I have a decision to make.
Do I come to my senses, realize this relationship with the Caps is only going to get my hopes up every year, then crush my heart like a grape the minute it gets to the second round of the playoffs? Or do I lie to myself, saying what’s happened in the past doesn’t mean anything, and this is the season they go deep into the playoffs.
Yeah, I know. I’m going to lie to myself. Again.
I have scanned several newspapers in search of stories that would help me with the decision. But after reading the online versions of the Washington Post, Baltimore Sun, Columbus Dispatch, Richmond Times-Dispatch, New York Post and Philadelphia Inquirer in search of comforting information, I could find none.
I did find one story showing how the Denver Post put out a special edition for the opening of baseball season and managed to put on its cover a picture of the stadium – in Philadelphia. I mean, how do you do that, guys? If you’ve been to a game in a stadium – and all sports guys go to games – how do you not know what your own stadium looks like? Particularly (as you see in the picture above with a red arrow pointing at it) when the top of the scoreboard says “Phillies.” You don't have to be Woodward and Bernstein to see that's a big, big clue you’re not in Denver.
But I digress.
With no analysts take telling me this is THE YEAR, I went and looked at what Barry Trotz has done during his previous three seasons as head coach of the Caps. After Adam Oates did such a bang-up job in 2013-14 that the team didn’t even make the playoffs, Trotz turned things around the next season going 45-26-11 (101 points) and Alex Ovechkin had 53 goals and 28 assists.

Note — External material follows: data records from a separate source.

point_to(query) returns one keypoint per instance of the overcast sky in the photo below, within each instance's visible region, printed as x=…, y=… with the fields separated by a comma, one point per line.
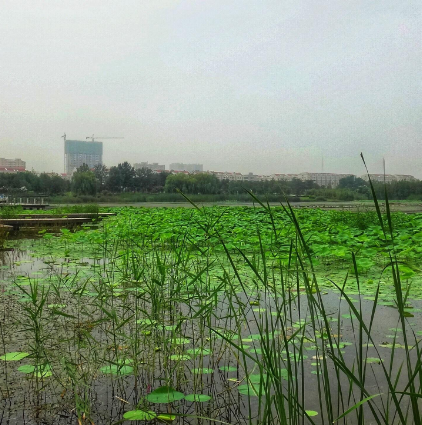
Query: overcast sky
x=238, y=85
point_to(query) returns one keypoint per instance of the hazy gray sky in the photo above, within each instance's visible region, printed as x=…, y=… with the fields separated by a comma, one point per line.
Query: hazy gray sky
x=264, y=86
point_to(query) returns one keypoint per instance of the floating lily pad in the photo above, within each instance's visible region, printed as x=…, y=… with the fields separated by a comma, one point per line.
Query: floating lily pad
x=228, y=368
x=140, y=415
x=164, y=395
x=200, y=398
x=180, y=357
x=202, y=370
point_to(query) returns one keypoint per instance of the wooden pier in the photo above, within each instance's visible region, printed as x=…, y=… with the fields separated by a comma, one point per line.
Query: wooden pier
x=51, y=221
x=26, y=203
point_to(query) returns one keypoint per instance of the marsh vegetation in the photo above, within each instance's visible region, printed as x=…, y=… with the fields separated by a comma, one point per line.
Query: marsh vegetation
x=215, y=315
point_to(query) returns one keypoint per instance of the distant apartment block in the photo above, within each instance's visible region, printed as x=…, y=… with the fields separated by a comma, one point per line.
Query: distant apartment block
x=12, y=165
x=179, y=166
x=225, y=175
x=155, y=166
x=282, y=177
x=389, y=178
x=79, y=152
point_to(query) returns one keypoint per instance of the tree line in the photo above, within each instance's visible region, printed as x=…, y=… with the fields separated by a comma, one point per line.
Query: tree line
x=125, y=178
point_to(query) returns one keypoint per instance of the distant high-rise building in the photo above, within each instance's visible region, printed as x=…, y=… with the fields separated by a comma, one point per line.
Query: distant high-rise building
x=155, y=166
x=389, y=178
x=79, y=152
x=12, y=165
x=179, y=166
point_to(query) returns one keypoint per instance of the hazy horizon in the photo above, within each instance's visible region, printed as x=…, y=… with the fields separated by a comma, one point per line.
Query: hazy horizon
x=268, y=87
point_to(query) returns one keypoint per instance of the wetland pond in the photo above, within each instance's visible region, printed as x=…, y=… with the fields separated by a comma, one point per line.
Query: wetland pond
x=218, y=315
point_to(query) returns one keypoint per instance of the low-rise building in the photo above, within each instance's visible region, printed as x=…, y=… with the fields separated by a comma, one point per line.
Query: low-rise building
x=180, y=166
x=389, y=178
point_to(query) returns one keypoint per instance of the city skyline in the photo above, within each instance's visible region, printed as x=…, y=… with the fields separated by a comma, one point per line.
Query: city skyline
x=265, y=87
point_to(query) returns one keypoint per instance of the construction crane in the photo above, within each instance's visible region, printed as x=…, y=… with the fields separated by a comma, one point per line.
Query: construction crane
x=102, y=137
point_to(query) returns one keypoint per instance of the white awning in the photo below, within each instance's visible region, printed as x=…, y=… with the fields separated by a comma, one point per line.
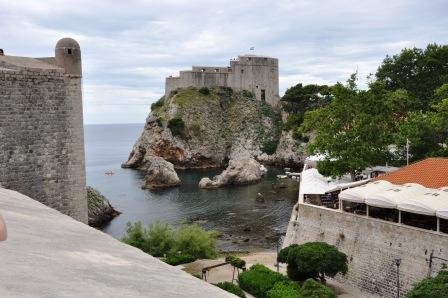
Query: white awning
x=360, y=193
x=391, y=196
x=433, y=202
x=312, y=182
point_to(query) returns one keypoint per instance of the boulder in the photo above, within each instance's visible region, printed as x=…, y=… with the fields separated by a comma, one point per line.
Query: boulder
x=240, y=171
x=160, y=174
x=100, y=211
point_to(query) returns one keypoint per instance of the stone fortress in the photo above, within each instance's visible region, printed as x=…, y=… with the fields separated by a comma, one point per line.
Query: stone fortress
x=256, y=74
x=41, y=128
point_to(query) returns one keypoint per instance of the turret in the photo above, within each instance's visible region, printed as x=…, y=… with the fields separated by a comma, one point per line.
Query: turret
x=68, y=56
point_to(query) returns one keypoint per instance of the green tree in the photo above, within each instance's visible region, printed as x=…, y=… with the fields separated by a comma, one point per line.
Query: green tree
x=426, y=131
x=354, y=130
x=418, y=71
x=431, y=287
x=313, y=260
x=299, y=99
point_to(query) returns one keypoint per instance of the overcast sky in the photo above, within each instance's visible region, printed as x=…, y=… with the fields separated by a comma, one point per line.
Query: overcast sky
x=129, y=47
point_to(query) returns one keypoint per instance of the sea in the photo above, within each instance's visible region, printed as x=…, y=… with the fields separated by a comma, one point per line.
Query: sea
x=243, y=223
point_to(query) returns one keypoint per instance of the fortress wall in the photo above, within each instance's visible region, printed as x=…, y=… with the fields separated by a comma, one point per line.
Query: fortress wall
x=41, y=138
x=196, y=79
x=256, y=74
x=371, y=246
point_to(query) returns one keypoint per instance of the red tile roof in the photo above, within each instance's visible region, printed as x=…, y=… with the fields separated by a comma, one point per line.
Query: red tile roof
x=431, y=173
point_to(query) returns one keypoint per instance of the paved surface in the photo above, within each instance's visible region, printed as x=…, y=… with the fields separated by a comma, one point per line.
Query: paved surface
x=48, y=254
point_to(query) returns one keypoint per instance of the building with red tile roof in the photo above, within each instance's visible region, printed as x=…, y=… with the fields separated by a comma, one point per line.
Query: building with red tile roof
x=430, y=172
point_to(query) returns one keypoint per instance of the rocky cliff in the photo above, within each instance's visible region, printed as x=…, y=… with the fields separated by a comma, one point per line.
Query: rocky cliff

Caps won in the first round 4 games to 3. Lost in the second round 4 games to 3.
The next year was even better. Team went 56-18-8 (120 points) and Ovechkin had 50 goals and 21 assists. They won their division.
Caps won in the first round 4 games to 2. Lost in the second round 4 games to 2.
Last year was every bit as good as the previous season. Team went 55-19-8 (118 points). Ovechkin’s streak of 50-goal seasons stopped as he had 33 goals and 36 assists. But the team won its division, and was heavily favored again in the playoffs.
Caps won in the first round 4 games to 2. Lost in the second round 4 games to 3.
I’m sensing a trend.
This year’s team is better than Trotz’s first-year team, but not as good as the last two years’ clubs. Final record was 49-26-7 (105 points), and they won the division again. Ovechkin bounced back from last season, coming within an eyelash of having another 50-goal season. He finished with 49 goals and 38 assists after a two-goal night in the regular-season finale.
So the stats look comparable to the last three seasons. When the team won its first-round series, then lost in the second round to the Penguins. Which is the team the Caps would most likely play if they get past Columbus in the first round.
I suppose I could go with the theory that if the Caps beat Columbus in its opening series, the Flyers and Penguins are so physical, they will beat each other to a pulp. The survivor, most likely the hated Pens, will then be battered and weakened to allow the Caps to roll past them and finally get past the second round.
Hey, it could happen. And either way, I’m going to lie to myself, put on my Caps jersey before each game and tell myself this is the year the Caps turn early spring into a time of triumph.
No, it doesn't make sense. But it's an annual exercise. It's what you do when you’re a Caps fan.